In 2001, world feed additive sales accounted for 49% of total animal health
and feed additive sales. Feed additive sales have declined over the past fifteen
years because of public health and food safety issues regarding the continuous
use of antibacterials in animals (few new antibacterial products receive regulatory
approval for use as feed additives). The regulatory process for regulated products
in animal health care can take seven to eleven years from discovery to first
approval, with an R&D cost of $2040 million or more for products for
food animal registration.
A large amount of the biological expenditure in the rest of the world is for
vaccines for foot-and-mouth virus disease. Foot-and-mouth disease is indigenous
in many developing countries but has not been a problem in the United States
for decades and is seldom a problem in Western Europe. Much of the large use
of anthelmintics in the rest of the world is in semitropical to tropical climates
where endoparasites are more severe than in milder regions. Until 1994, the
only commercial use of bovine somatotropin (BST) was outside the United States
and Western Europe in a few countries that were trying to increase milk production.
Its use in Western Europe is not allowed and although consumer resistance to
dairy products from cows treated with BST was strong in the United States after
it was approved in early 1994, estimated 2001 sales were $235 million.
The hundreds of discrete chemicals for animal health and nutrition may be applied
or administered in over one thousand different generic and branded concentrations
and formulations, according to both end-use requirements and producer-distributor
desire for supplier differentiation.
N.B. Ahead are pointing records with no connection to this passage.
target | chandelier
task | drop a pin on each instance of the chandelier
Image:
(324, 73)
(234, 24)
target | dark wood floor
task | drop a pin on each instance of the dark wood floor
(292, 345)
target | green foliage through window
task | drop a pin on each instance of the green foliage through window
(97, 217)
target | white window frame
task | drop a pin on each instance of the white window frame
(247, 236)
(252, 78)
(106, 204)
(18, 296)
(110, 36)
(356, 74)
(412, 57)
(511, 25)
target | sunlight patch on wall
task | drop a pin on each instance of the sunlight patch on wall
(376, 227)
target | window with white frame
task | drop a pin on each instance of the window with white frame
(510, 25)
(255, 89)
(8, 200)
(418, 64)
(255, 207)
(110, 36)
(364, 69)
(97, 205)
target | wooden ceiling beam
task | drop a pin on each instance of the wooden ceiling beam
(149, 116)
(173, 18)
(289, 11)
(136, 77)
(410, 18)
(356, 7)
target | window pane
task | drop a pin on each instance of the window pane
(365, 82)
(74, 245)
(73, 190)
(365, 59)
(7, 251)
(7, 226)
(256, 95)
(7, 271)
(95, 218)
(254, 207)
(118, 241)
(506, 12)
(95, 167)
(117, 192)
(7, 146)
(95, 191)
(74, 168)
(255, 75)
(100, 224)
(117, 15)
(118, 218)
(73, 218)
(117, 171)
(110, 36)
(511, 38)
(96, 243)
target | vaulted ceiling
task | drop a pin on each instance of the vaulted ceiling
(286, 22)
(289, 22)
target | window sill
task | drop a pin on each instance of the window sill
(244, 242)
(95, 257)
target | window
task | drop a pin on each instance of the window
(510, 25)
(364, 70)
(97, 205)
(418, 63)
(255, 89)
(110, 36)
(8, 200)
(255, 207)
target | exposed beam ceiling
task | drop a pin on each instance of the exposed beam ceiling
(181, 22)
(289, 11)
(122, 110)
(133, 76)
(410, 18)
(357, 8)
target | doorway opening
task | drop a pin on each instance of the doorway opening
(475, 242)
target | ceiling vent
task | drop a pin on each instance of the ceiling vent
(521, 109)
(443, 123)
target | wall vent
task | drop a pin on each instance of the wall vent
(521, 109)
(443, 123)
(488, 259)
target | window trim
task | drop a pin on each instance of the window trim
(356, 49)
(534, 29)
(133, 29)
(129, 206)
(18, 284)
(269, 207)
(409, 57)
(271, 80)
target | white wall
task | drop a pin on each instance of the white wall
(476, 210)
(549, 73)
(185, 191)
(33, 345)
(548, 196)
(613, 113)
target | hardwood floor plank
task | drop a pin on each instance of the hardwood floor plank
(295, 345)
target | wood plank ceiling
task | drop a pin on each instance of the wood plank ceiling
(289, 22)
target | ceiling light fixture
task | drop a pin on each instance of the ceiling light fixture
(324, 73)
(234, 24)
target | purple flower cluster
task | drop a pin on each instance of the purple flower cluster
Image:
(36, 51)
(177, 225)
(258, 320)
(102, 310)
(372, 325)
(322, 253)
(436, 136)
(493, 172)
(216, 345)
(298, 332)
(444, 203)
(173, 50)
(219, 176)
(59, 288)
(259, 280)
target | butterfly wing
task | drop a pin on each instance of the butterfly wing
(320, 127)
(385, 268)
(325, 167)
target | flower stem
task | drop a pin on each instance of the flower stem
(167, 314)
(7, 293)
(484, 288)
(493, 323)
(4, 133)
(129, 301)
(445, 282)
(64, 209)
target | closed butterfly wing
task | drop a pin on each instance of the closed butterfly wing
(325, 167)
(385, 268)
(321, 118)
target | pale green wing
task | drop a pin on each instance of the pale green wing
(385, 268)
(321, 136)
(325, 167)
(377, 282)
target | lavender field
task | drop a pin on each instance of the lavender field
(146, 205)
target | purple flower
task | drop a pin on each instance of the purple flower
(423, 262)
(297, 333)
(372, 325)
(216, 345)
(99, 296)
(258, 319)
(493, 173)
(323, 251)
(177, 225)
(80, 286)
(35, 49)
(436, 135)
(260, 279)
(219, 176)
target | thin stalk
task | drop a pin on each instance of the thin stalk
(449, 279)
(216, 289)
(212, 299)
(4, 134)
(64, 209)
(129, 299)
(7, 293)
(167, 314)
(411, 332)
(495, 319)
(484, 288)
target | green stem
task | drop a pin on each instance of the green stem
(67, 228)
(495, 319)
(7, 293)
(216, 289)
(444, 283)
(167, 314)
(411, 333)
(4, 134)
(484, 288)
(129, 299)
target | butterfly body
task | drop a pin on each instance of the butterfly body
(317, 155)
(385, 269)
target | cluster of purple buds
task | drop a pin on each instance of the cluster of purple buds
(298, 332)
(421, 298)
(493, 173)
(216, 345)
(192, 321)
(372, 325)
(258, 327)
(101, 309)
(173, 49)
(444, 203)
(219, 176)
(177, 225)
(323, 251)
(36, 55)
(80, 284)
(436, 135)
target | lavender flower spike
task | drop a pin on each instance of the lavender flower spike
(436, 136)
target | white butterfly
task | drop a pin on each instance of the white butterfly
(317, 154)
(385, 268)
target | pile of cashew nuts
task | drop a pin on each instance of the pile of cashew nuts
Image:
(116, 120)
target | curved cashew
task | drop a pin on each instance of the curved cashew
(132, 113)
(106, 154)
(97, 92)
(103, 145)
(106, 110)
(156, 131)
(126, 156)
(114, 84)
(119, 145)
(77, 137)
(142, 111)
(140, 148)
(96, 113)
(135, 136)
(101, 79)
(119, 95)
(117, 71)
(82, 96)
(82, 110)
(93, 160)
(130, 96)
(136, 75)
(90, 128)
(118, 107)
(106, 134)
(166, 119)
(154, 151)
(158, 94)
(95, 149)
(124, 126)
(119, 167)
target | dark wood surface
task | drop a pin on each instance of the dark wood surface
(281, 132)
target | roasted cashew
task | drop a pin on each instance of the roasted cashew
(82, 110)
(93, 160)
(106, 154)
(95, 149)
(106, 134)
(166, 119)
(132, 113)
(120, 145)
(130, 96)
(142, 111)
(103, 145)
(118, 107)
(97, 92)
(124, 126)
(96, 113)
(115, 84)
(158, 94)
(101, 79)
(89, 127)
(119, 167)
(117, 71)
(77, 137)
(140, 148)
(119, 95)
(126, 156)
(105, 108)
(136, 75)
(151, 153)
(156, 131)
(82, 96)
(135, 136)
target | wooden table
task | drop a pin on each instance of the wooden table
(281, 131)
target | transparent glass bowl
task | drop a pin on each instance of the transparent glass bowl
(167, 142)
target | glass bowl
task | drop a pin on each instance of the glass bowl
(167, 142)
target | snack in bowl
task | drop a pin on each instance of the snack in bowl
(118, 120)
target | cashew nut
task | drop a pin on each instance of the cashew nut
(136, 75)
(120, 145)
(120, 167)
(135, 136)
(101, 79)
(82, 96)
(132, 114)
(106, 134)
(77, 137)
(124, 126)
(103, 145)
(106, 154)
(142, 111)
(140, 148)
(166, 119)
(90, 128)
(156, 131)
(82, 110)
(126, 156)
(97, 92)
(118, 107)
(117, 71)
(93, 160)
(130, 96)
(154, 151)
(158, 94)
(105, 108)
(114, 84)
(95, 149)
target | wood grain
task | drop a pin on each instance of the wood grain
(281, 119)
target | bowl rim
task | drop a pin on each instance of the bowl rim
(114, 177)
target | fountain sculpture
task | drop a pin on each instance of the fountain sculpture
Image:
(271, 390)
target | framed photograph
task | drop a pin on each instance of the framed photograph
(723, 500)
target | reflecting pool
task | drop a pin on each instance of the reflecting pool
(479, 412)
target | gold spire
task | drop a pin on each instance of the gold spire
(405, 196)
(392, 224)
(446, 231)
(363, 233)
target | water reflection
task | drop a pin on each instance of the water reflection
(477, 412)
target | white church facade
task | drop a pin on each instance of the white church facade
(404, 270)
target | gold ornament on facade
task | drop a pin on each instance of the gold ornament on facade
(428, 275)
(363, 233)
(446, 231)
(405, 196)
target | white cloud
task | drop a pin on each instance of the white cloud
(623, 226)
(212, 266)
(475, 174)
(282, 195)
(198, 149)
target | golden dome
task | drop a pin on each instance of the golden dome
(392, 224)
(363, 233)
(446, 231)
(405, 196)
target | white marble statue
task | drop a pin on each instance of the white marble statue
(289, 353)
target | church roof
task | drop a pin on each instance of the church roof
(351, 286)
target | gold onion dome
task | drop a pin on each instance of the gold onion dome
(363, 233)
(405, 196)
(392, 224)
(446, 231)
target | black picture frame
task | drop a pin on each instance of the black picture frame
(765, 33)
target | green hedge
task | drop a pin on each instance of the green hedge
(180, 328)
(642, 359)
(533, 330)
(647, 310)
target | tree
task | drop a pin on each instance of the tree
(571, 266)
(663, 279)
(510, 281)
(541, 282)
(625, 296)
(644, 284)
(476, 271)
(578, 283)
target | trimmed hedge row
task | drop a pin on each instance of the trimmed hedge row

This report focuses on only the principal
chemicals and chemical groups themselves and it is acknowledged that some of
the specific chemical listings are not all-inclusive. Little if any emphasis
has been placed on the numerous branded formulations and marketing packages
available for most of the products covered; brand name treatment of products
has been restricted largely to proprietary chemicals (i.e., those still under
patent protection) and, in a few cases, for purposes of illustration.